Amid renewed concern about whether chronic wasting disease can jump from deer to people, a fatal human brain condition in the same family is showing up more often in Wisconsin and nationally.
It’s happening as state testing for the deer disease is down, and hunters routinely opt not to test deer killed in affected zones.
In 2002, the year CWD was discovered in Wisconsin, six cases of Creutzfeldt-Jakob disease were recorded, according to the state Department of Health Services. In two of the last four years, 13 cases have been recorded. That’s a 117% increase.
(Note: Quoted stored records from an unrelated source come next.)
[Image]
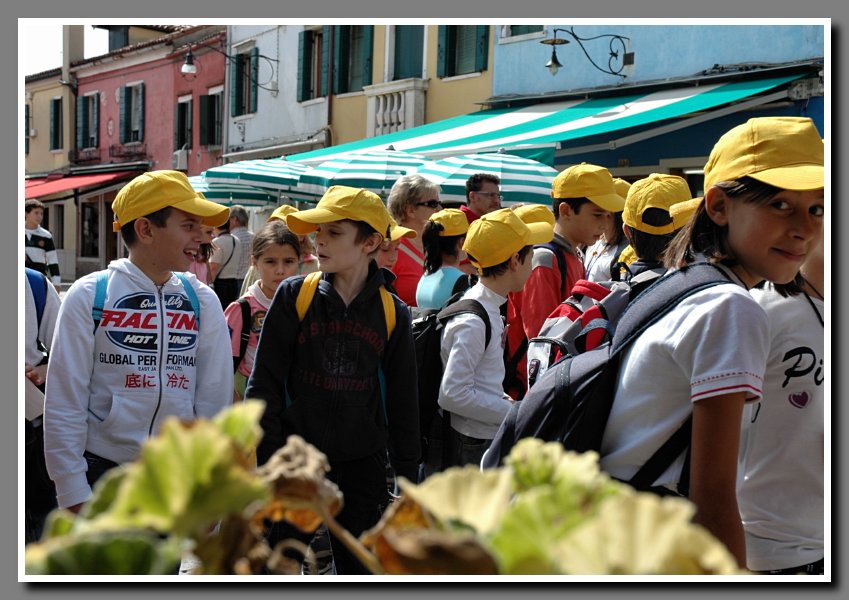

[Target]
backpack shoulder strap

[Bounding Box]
[295,271,321,321]
[380,286,395,340]
[174,273,200,331]
[233,298,251,370]
[24,267,47,328]
[436,298,492,348]
[611,263,731,353]
[534,242,566,298]
[91,269,109,331]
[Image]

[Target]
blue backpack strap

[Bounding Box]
[24,267,47,328]
[174,273,200,331]
[91,270,109,331]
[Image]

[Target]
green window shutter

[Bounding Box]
[475,25,489,72]
[76,96,88,150]
[436,25,451,77]
[136,83,144,142]
[230,58,244,117]
[316,25,336,96]
[332,25,344,95]
[89,94,100,148]
[297,31,312,102]
[248,48,259,113]
[198,96,213,146]
[186,100,195,148]
[118,86,133,144]
[362,25,374,86]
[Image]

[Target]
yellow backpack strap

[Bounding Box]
[295,271,321,321]
[380,286,395,341]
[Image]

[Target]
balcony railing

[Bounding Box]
[68,148,100,164]
[109,143,147,160]
[363,78,428,137]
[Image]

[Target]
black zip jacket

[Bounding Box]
[245,261,421,481]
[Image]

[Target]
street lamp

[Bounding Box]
[539,27,634,78]
[180,45,280,92]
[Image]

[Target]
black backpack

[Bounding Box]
[483,263,729,495]
[412,292,492,472]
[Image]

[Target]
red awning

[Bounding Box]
[26,171,139,200]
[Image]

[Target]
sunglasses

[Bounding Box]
[416,200,442,208]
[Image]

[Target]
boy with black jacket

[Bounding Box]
[245,186,421,574]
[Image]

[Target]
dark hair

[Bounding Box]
[121,206,172,248]
[422,221,466,275]
[466,173,501,202]
[24,198,44,212]
[469,246,533,277]
[664,177,784,268]
[628,208,675,262]
[551,198,592,219]
[251,219,301,258]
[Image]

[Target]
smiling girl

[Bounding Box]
[601,117,824,565]
[224,220,300,402]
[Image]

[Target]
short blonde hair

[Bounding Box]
[386,173,439,223]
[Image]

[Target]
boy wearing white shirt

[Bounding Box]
[439,208,554,465]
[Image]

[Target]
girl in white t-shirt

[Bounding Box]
[601,117,824,565]
[224,219,300,402]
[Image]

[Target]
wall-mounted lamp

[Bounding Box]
[180,46,280,92]
[539,27,634,78]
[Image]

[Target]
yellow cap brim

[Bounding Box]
[749,165,825,192]
[587,194,625,212]
[286,208,346,235]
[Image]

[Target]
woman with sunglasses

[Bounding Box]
[387,174,442,307]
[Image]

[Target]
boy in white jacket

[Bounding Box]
[44,171,233,512]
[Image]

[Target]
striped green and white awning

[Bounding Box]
[189,175,280,207]
[416,152,557,204]
[298,148,428,200]
[203,158,309,193]
[287,75,799,165]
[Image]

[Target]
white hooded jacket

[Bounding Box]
[44,259,233,507]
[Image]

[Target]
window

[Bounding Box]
[297,25,331,102]
[333,25,374,94]
[119,83,144,144]
[437,25,489,77]
[77,94,100,150]
[24,104,32,154]
[174,96,192,150]
[392,25,424,81]
[80,202,100,258]
[230,48,259,117]
[198,90,222,146]
[50,98,64,150]
[502,25,545,37]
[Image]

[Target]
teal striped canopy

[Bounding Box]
[417,152,557,204]
[204,158,309,195]
[298,147,428,200]
[189,175,280,207]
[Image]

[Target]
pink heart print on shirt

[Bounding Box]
[787,392,811,408]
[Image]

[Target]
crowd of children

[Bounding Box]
[28,117,829,574]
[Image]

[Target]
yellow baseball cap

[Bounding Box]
[513,204,555,227]
[704,117,825,191]
[428,208,469,237]
[463,208,554,269]
[613,177,631,200]
[622,173,693,235]
[286,185,390,239]
[551,163,625,212]
[268,204,298,223]
[389,216,419,242]
[112,171,230,231]
[669,196,704,230]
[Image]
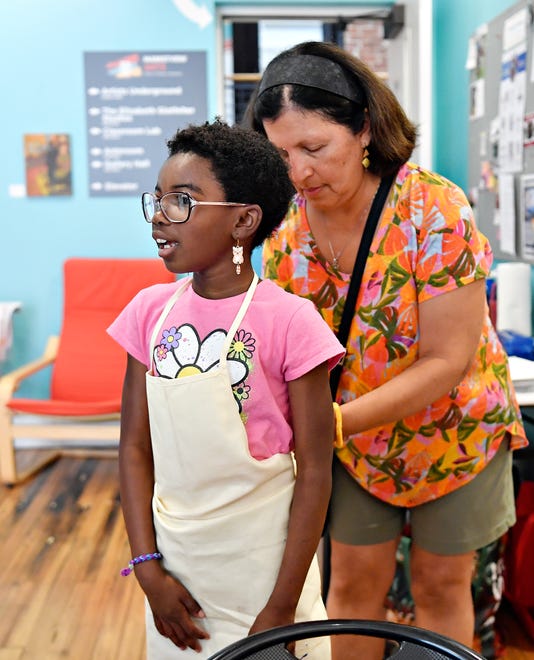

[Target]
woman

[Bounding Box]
[247,42,526,660]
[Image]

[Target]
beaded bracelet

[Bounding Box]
[332,401,345,449]
[121,552,163,577]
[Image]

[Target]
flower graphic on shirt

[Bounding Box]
[228,330,256,361]
[161,327,182,348]
[156,344,169,360]
[154,323,255,412]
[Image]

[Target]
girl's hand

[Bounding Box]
[144,571,209,651]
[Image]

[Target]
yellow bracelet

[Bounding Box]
[332,401,345,449]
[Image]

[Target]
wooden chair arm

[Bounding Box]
[0,336,59,402]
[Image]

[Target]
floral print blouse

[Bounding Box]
[263,163,528,507]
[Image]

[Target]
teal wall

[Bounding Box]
[0,0,524,396]
[436,0,516,191]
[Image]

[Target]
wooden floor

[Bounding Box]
[0,457,534,660]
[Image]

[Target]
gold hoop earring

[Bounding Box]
[232,239,245,275]
[362,147,371,169]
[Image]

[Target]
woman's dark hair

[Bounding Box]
[243,41,417,176]
[167,119,295,247]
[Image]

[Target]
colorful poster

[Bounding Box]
[24,133,72,197]
[85,51,207,197]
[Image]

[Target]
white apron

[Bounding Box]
[146,275,330,660]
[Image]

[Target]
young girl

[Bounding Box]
[109,121,343,660]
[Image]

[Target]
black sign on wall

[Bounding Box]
[85,51,207,197]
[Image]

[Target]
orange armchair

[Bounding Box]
[0,258,175,485]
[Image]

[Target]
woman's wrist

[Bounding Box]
[332,401,345,449]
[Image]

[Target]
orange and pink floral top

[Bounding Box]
[263,163,528,507]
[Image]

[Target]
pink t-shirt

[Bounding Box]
[108,280,344,459]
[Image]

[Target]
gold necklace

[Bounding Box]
[326,186,378,270]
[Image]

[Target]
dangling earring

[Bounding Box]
[362,147,371,169]
[232,239,245,275]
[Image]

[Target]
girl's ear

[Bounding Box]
[232,204,262,241]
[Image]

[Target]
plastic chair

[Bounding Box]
[0,258,175,485]
[209,619,490,660]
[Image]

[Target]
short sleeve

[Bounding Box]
[107,284,176,368]
[283,299,345,381]
[410,174,493,302]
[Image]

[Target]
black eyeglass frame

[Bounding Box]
[141,191,249,225]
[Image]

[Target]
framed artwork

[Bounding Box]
[24,133,72,197]
[519,174,534,262]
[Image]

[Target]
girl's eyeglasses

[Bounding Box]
[141,192,248,223]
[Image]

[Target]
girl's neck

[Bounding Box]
[192,264,254,300]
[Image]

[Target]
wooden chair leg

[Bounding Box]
[0,406,17,485]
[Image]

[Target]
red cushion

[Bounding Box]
[6,399,121,417]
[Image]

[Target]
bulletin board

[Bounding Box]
[466,0,534,263]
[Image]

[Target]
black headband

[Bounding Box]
[258,55,366,105]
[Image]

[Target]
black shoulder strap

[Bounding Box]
[330,174,396,400]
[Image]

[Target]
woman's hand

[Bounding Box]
[140,569,210,651]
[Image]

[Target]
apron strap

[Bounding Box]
[149,277,191,374]
[150,273,259,374]
[219,273,259,367]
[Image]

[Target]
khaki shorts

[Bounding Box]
[328,438,515,555]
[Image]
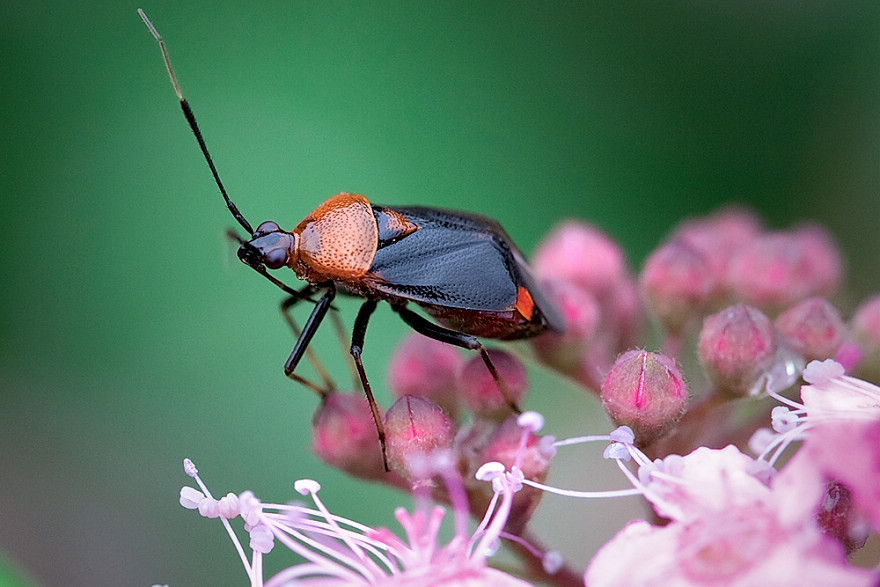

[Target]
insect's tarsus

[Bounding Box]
[138,8,254,235]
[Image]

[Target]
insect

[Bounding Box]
[138,10,565,470]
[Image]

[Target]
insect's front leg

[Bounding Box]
[281,284,336,397]
[281,283,336,397]
[391,305,522,414]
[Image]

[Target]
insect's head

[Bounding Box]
[238,220,297,269]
Nationally, there also has been an increase in cases of Creutzfeldt-Jakob. In 2002, there were 260 cases, compared with 481 in 2015, an 85% increase, according to data from the U.S. Centers for Disease Control and Prevention.
Creutzfeldt-Jakob is closely related to the form of mad cow disease that infected people, primarily in Great Britain, in the late 1990s and early 2000s, after they ate beef from infected cows. Indeed, human mad cow disease is known as variant-Creutzfeldt-Jakob. Both diseases attack the brain, and death usually occurs within a year.
The increase in Wisconsin comes as chronic wasting disease — which, like Creutzfeldt-Jakob, is caused by infectious agents known as prions — continues to spread among deer. Like its human counterparts, CWD also attacks the brain and is always fatal.
In Wisconsin, it appeared initially to be confined to a core area of western Dane County and eastern Iowa County. Today, there are 18 counties where CWD has been found in the wild deer population, according to state figures. Nationally, CWD is known to exist in at least 21 states.